If CN really is an impediment, a Tory government in Ontario might not have the same motivation to play nice with Ottawa and sweep all these things under the rug. Ottawa might still not help out, but at least the Tories would have the fortitude to call out CN and Ottawa over all this. Especially if the big guy from Etobicoke gets in.

- Paul
 
(Unless, as I fear, the sale to GO had some conditions..... I'm hearing hints that CN's retained rights over the lines previously sold to ML may be even stronger than what we have observed so far).
I was just wondering on exactly that point, thus my digging on the VIA CTC installation, their basis for doing so, and what protection they have on their investment in doing so, even with ML. I know two years ago they were claiming they'd like to add two more runs, but the slots weren't available.

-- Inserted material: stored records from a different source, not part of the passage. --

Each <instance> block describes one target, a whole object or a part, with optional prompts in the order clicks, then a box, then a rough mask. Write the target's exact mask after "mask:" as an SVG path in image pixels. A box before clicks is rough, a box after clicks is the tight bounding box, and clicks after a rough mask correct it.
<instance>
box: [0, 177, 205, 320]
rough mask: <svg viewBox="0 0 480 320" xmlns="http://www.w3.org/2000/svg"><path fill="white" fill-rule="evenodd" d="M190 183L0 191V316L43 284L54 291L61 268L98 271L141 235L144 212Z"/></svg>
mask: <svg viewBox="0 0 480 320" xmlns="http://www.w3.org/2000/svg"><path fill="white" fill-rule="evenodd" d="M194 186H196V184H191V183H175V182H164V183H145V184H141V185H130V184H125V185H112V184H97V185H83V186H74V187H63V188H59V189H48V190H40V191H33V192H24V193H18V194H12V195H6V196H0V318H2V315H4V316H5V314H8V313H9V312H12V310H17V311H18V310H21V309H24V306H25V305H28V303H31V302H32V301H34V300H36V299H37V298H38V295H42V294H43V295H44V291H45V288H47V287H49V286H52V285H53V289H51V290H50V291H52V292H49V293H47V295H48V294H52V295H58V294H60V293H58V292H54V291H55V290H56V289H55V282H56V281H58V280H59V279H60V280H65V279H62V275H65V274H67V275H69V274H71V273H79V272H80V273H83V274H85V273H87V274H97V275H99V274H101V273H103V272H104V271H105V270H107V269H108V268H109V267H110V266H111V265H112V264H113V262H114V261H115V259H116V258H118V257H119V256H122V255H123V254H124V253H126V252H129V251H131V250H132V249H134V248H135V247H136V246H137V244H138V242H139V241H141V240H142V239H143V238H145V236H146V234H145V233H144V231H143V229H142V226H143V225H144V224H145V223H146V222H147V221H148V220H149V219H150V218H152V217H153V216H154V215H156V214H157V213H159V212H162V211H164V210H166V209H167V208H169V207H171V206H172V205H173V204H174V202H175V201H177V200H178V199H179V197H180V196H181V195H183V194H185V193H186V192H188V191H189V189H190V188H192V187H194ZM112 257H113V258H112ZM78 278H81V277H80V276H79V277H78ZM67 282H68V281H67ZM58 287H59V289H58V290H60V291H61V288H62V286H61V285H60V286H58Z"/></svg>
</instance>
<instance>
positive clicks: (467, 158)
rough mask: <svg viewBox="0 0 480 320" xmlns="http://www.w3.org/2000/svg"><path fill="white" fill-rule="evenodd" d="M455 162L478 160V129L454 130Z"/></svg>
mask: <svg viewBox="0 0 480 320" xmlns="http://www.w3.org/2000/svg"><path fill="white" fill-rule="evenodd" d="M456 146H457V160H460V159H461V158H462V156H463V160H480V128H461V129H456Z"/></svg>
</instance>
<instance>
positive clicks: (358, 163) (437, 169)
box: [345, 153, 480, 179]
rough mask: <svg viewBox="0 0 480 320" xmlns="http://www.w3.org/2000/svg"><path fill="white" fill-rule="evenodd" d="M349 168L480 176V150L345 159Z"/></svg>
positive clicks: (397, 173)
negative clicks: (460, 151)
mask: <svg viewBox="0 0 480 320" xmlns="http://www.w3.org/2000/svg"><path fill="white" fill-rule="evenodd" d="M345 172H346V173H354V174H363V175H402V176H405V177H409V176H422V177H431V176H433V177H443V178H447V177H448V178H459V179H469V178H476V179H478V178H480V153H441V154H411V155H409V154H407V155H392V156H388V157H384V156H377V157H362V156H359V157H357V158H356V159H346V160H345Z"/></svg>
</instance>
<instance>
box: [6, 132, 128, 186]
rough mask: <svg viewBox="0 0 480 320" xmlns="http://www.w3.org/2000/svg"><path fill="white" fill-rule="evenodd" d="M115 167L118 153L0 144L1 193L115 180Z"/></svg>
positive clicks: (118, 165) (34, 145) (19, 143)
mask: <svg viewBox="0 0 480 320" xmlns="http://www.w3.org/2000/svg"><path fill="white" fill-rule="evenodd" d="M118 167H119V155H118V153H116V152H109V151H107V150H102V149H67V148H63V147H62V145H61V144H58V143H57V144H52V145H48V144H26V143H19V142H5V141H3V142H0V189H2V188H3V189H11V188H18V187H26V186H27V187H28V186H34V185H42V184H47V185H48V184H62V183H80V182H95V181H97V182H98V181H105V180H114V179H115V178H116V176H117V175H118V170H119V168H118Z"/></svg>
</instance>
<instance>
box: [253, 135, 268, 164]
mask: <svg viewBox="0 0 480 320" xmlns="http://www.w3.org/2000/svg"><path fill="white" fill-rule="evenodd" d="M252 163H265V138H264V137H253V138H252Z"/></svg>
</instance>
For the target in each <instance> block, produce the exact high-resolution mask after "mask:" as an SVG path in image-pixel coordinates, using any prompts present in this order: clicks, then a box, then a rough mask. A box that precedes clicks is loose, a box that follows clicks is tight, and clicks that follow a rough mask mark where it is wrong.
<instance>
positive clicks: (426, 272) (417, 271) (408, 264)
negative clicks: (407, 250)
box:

Thus the Google hit back to the past in this string, prior post.

And then ML added two more inbound from Kitchener.

There appears to be some missing factors to make this all add up, and a 'rider' by CN on that line might just be it. Or a good part of it.
 
How time flies.
And how some things never change. There's some good points made in those posts. And I'm not so sure that 'serious planning' has progressed that far. The same massive impediments then appear to remain now, save for GEXR' lease coming to an end. VIA and ML were both waiting for that...*ostensibly*...to release slots. I'm skeptical, because this isn't adding up any differently if CN do have a rider on GEXR's priority on the line.

There's a lot of variables possible with what we know...and don't know.
 
The fact they're now expediting the EA for the Kitchener leg of the high speed train -- indicates they seriously want to combine many of the GO RER + HSR upgrades for at least the Freight Bypass requirement parts (and probably Brampton upgrades).

Since HSR has to go over this shared section, it makes total sense to expedite all the assessments necessary to make the right decisions for the shared corridor's long term future.

GO RER electrification and HSR electrification in the shared sections (e.g. Kitchener-Guelph, and Mt Pleasant to Union) will likely use exactly the same cat above, and exactly the same track below.

(cats, being the catenary kind, not the meow kind)

Get the corridor upgrades done right, done once, all at the same time, and by the end of the 2020s. While Metrolinx talks up hydrail, that's probably only destined for feeder lines (Bolton, Niagara, etc).

Hell, we might actually even have a real high speed train by my predicted time (2030s), too!
 
I keep wondering why this project wasn't broken into 3 phases:

Phase 1: Toronto-Kitchener
Phase 2: Kitchener-London
Phase 3: London-Windsor

They could roll Phase 1 into GO RER for the Kitchener Line.

Because it's not about actually building. It's about vote-buying.